Which approach is faster? • APW (Associated Press Worldstream): corpus of 2.27 million documents totaling 5.7 GB
Computing Relative Frequencies • In the previous example, (Wi,Wj) co-occurrence may be high just because one of the words is very common! • Solution: Compute relative frequencies
Relative Frequencies with Stripes • Straightforward! • In Reducer: • Sum all words counts co-occur with the key word • Divide the counts by that sum to get the relative frequency! • Lessons: • Use of complex data structures to coordinate distributed computations • Appropriate structuring of keys and values, bring together all the pieces of data required to perform a computation • Drawback? • As with before, this algorithm also assumes that each associative array fits into memory (Scalability bottleneck!)
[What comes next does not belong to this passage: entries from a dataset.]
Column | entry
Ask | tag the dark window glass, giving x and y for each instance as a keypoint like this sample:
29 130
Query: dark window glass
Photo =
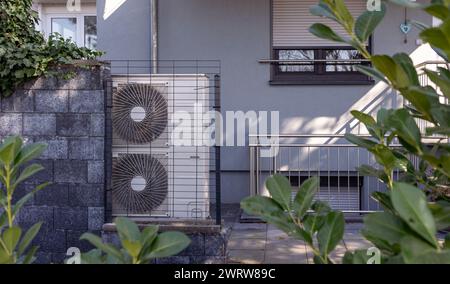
321 65
90 32
341 54
299 54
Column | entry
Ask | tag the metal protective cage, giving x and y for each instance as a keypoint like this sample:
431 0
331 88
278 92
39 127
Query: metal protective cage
151 173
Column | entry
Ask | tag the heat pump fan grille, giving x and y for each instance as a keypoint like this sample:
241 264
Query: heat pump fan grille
154 113
153 190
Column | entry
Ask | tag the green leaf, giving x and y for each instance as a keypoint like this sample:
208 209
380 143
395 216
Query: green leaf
305 196
447 242
411 204
371 72
169 244
325 32
30 256
370 123
367 23
133 248
29 237
314 221
441 79
268 210
94 256
362 142
11 237
438 38
423 100
405 63
127 229
407 130
415 251
384 199
408 4
148 236
322 10
98 243
386 227
438 11
19 204
331 232
280 189
441 214
359 256
369 171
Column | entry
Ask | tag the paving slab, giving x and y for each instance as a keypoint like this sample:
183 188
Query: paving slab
246 256
260 243
247 244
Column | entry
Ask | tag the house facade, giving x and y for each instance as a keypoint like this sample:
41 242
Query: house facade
254 40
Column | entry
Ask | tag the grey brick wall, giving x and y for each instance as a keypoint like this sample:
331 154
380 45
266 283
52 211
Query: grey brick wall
68 115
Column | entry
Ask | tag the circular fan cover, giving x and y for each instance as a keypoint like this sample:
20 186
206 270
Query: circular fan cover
152 171
145 97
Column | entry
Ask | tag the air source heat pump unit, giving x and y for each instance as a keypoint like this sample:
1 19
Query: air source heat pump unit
152 175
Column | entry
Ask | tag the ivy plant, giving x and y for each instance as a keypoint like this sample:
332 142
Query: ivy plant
25 53
136 247
302 218
14 158
417 203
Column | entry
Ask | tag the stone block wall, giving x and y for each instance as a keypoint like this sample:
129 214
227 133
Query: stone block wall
69 116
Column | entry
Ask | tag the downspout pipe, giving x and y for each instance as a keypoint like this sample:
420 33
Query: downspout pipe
154 36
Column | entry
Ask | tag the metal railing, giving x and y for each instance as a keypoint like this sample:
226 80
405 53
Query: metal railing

Relative Frequencies with Pairs • Reducer receives (Wi,Wj) as the key and the counts as value • From this alone it is not possible to compute f(Wj | Wi) • Hint: Reducers like Mappers, can preserve state across multiple keys • Solution: at reducer side, buffer in memory all the words that co-occur with Wi • In essence building the associative array in the stripes approach • Problem? • Word pairs can be in any arbitrary order! • Solution: we must define the sort order of the pair • Keys are first sorted by the left word, and then by the right word • So That: when left word changes -> • Sum, calculate and emit the results, flush the memory
Relative Frequencies with Pairs • Problem? • Same left-word pairs may be sent to different reducers! • Solution? • We must ensure that all pairs with the same left word are sent to the same reducer • How? • Custom Paritioners!! • Pays attention to the left word and partition based on its hash only • Will it work? • Yeah! • Drawback? • Still scalability bottleneck!
Relative Frequencies with Pairs • Another approach? With no bottlenecks? • Can we compute or ‘have’ the sum before processing the pairs counts? • The notion of ‘before’ and ‘after’ can be seen in the ordering of the key-value pairs • This insight lies in properly sequencing the data presented to the reducer • Programmer should define the sort order of keys so that data needed earlier is presented earlier to the reducer • So now, we need two things • Compute the sum for a give word Wi • Send that sum to the reducer before any words pair where Wi is its left side
Relative Frequencies with Pairs • How? • To get the sum • Modify the Mapper to additionally emits a ‘special’ key of (Wi, *), with a value of one • To ensure the order • defining the sort order of the keys so that pairs with the special symbol of the form (Wi, *) are ordered before any other key-value pairs where the left word is Wi • In addition: • Partitionerto pay attention to only the left word
Relative Frequencies with Pairs • Example • Memory bottlenecks? • No!